1. Understand that forgiving is not forgetting. Your abuser apologized over and over! The actions that ultimately lead you to leave are hard to forgive. The path to forgiveness (not forget-ness) is to try and understand why your abuser found the behavior to be acceptable. Who in the famliy was also an abuser (children who witness abuse are much more likely to become abusers)? Is the abuser also an addict? Is the abuser mentally ill? Try to get to the root of the problem. This may help you find some compassion for the abuser so you can get to a place of forgiveness.
2. Review how you were feeling about yourself before you met the abuser and once you started a relationship. Did you have low self-worth? Was someone in your family abusive (in other words, did you think it was "normal" behavior)? Did you understand what behaviors are considered abusive? Sometime we simply are unaware of how to label something that is actually abuse. Be kind to yourself and realize that we all desire love and sometimes allow things to happen because we believe we can change someone or that they will change on their own because they love us so much. Forgiving yourself is as important as forgiving your abuser.
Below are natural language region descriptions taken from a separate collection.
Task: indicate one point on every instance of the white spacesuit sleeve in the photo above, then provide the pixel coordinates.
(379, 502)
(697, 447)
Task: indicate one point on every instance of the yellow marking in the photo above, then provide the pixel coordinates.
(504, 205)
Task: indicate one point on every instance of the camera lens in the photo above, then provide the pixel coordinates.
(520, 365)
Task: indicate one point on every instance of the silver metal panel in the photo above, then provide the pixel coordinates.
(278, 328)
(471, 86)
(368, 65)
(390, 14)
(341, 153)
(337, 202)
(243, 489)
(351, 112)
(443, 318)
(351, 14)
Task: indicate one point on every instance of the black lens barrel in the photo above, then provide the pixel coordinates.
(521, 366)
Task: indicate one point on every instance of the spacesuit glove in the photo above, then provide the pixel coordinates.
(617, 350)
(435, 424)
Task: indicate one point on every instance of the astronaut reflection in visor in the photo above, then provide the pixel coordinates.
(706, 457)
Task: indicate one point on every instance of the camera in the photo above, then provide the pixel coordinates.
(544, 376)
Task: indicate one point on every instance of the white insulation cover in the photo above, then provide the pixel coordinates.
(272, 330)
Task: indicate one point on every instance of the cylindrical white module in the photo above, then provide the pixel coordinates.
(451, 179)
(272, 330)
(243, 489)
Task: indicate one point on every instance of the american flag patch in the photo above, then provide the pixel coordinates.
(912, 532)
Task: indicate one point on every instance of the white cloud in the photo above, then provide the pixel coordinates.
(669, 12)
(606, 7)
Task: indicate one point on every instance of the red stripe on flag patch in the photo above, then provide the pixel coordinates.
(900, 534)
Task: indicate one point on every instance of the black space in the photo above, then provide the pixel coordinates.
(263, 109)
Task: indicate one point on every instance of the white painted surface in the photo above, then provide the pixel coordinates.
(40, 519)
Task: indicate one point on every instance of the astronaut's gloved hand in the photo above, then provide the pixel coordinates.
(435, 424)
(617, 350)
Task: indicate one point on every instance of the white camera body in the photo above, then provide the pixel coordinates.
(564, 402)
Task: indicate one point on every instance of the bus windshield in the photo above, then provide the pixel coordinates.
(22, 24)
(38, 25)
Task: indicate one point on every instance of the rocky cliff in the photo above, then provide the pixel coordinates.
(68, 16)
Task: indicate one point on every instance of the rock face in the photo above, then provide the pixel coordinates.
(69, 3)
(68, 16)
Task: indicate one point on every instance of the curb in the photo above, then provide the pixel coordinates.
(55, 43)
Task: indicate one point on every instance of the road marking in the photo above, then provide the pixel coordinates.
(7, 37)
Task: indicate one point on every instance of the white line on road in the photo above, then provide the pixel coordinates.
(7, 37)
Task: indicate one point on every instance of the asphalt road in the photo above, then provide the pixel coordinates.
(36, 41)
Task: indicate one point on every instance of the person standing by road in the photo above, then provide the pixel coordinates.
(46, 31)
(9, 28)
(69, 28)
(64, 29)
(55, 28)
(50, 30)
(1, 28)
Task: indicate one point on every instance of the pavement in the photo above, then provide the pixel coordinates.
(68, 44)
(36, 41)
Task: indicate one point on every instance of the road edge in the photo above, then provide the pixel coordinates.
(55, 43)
3. Get support. If you don't have a family member who will be non-judgemental, find a friend. If you don't feel comfortable talking to a friend, call a local domestic violence shelter. If they don't have a support group, call the national hotline at 800-799-SAFE (7233). If none of that appeals to you, find a counselor who specializes in domestic violence. There are also books about domestic violence, self-esteem, etc. if you can't imagine talking to another human and feel like going it alone is your best option.
4. Tell your story. One of the most powerful ways to heal is to share your story with others. Imagine how your life could have changed sooner if you had more information about what you were experiencing. Almost everyone we talk to says they didn't think anyone would believe them or understand what they had been through. Be bold. Share. Help others heal and you will heal in the process!